On an August day in 1992, flying his twin-engine Beechcraft on a short flight from Nantucket to Hyannis on Cape Cod, he felt the left engine fail and, moments later, saw the right engine do the same. 

As he prepared to ditch the plane into Nantucket Sound, he remembered an emergency procedure: he stuck a shoe in the door so he could swim out when he hit the water. Otherwise, the pressure would trap him in the cockpit. 

When the Beechcraft met the Sound, it landed about a hundred yards from a lobster boat out of Martha’s Vineyard. The boat angled toward Mannix bobbing in the water, pulled up beside him, and crew members yanked him on board. The plane sank in about 40 seconds. Mannix survived, but not unscathed. He suffered a broken vertebrae in his lower back. The incident was detailed in the Hartford Courant. 
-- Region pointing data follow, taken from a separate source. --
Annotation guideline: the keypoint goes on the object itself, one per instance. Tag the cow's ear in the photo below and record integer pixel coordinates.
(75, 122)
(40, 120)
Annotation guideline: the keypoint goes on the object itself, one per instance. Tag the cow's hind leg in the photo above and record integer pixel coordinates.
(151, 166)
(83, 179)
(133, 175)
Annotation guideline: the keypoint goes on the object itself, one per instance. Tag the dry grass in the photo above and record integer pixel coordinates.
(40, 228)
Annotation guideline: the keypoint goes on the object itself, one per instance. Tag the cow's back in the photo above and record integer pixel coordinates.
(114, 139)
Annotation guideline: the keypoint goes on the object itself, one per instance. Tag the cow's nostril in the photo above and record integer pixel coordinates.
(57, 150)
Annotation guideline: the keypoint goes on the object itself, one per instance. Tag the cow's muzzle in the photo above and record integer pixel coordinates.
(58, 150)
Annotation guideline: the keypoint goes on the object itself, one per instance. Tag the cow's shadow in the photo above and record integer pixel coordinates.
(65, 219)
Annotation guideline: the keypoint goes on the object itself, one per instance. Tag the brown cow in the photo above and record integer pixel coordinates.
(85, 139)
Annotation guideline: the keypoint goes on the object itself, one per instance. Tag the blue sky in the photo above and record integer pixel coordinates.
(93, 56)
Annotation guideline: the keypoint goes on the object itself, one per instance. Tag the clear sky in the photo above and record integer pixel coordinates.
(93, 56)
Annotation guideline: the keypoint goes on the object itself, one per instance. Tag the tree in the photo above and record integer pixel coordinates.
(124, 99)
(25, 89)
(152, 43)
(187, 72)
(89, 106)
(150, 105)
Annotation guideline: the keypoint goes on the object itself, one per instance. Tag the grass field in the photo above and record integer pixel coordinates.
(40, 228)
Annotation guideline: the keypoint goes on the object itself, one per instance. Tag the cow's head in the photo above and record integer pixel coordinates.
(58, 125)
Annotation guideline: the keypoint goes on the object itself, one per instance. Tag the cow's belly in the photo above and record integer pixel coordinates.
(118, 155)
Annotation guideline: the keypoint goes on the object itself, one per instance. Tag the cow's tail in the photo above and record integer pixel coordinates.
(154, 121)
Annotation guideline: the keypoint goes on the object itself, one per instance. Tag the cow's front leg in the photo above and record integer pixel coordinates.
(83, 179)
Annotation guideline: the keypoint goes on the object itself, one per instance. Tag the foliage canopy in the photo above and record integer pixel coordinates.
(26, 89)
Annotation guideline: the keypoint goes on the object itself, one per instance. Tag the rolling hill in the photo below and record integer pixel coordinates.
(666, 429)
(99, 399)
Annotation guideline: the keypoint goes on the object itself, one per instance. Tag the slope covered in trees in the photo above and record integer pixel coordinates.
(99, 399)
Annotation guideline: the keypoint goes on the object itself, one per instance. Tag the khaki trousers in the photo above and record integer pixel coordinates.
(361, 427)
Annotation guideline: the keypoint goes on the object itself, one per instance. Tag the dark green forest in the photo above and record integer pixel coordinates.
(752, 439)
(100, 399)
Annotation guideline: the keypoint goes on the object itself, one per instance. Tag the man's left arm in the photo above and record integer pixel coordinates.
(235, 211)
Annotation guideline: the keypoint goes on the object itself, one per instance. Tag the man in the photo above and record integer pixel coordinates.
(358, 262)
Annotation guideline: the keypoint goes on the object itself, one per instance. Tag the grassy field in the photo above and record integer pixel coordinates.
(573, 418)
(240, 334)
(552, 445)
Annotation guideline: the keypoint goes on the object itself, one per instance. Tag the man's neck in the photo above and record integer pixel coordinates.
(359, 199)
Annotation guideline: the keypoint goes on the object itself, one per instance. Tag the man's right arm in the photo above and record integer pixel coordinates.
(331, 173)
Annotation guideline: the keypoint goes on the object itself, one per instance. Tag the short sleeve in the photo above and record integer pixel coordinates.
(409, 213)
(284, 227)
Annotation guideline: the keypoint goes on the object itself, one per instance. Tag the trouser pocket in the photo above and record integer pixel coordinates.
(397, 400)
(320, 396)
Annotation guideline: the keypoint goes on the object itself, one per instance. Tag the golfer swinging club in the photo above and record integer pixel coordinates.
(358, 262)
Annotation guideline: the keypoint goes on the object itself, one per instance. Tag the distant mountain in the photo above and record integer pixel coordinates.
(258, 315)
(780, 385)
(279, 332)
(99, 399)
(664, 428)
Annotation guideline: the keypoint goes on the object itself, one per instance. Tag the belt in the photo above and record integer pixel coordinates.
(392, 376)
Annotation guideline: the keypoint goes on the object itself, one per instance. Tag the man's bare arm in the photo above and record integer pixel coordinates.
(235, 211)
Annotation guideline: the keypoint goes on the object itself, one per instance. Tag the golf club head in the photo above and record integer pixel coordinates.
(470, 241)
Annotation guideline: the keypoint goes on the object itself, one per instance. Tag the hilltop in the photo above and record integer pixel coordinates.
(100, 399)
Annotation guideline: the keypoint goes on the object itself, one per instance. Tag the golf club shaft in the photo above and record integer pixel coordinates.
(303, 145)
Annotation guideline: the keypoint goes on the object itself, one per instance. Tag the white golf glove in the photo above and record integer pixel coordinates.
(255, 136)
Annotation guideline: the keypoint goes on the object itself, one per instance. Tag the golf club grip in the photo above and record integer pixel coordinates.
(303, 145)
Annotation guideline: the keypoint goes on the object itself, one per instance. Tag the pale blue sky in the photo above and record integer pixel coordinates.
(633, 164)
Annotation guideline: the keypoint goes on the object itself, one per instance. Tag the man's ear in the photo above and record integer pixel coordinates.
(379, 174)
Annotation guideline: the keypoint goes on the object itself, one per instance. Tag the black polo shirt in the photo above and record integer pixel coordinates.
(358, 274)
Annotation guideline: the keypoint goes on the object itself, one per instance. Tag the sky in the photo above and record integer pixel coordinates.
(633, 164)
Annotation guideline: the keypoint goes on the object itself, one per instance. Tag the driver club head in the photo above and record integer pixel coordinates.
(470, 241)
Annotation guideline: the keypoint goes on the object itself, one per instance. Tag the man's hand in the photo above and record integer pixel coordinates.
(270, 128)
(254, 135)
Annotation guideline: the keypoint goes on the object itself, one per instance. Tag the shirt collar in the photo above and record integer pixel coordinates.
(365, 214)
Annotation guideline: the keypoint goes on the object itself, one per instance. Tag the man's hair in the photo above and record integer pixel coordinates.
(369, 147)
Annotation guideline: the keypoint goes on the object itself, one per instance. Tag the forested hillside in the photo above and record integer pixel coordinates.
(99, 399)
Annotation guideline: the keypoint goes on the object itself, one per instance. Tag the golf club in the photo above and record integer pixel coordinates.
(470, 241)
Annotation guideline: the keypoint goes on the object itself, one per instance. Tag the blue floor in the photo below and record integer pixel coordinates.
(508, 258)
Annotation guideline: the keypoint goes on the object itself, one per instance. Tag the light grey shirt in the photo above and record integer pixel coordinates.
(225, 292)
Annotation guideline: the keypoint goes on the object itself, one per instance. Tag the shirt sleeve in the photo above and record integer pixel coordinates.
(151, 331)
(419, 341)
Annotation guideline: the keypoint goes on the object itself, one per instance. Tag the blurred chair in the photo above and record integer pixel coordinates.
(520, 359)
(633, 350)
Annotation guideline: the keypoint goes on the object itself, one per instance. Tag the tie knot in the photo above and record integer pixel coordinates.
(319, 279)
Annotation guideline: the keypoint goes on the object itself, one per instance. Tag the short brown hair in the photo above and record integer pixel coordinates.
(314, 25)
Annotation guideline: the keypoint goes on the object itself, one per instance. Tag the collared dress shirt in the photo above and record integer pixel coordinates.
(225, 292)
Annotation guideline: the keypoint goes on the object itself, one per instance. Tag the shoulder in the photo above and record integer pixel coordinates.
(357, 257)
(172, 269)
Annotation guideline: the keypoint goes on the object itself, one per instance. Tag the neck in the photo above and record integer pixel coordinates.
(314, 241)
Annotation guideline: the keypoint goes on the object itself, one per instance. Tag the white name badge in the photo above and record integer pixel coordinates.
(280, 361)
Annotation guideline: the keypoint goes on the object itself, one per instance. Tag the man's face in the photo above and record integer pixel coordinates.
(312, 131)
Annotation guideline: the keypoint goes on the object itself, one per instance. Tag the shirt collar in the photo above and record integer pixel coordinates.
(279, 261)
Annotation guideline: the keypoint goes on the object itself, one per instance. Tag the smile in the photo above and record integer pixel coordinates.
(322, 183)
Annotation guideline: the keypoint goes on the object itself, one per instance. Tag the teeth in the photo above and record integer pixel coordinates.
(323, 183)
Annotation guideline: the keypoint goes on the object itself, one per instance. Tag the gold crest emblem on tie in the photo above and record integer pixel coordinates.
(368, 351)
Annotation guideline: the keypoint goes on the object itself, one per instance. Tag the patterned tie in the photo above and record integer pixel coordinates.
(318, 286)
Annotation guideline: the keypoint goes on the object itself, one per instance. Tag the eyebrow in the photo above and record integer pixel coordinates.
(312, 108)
But another detail struck me when I read the whole story. The plane crashed two days before Aug. 15, the solemn Marian Feast of the Assumption of the Blessed Virgin Mary. The lobster boat that rescued Mannix? It bore a prophetic name: Lady Marion. 

Curious how a boat identified with a name derived from Mary suddenly appeared when needed on a day close to a commemoration of Our Blessed Lady? A coincidence? Maybe. 

A secular naysayer would see no connection. But I like to think that when Mannix’s life was in peril, Our Blessed Lady, knowing that he fingered the beads more than a few times in his lifetime, interceded with her Son on his behalf. That’s my opinion, and I’m sticking to it. 

A column in The Tablet last April by papal biographer George Weigel about Pope John Paul II reasoned along a similar line. Here’s what he wrote: 

“On May 13, 1982, Pope John Paul II flew to Portugal on a pilgrimage of thanksgiving for his life, having been spared the year before. 

“At the airport welcoming ceremony , the Pope, reflecting that he’d been shot on the Feast of Our Lady of Fatima, mused that ‘in the designs of Providence, there are no mere coincidences.’ What we think of as coincidence is rather a facet of the divine plan for our lives that we’ve not fit into the proper frame.” 

A chance encounter, a crash survival, a defying of a would-be assassin’s bullet — any connection? 

Hard to think not. 

As Bishop Caggiano said: “There is no coincidence in life.” 


Frank DeRosa is the retired associate publisher of The Tablet.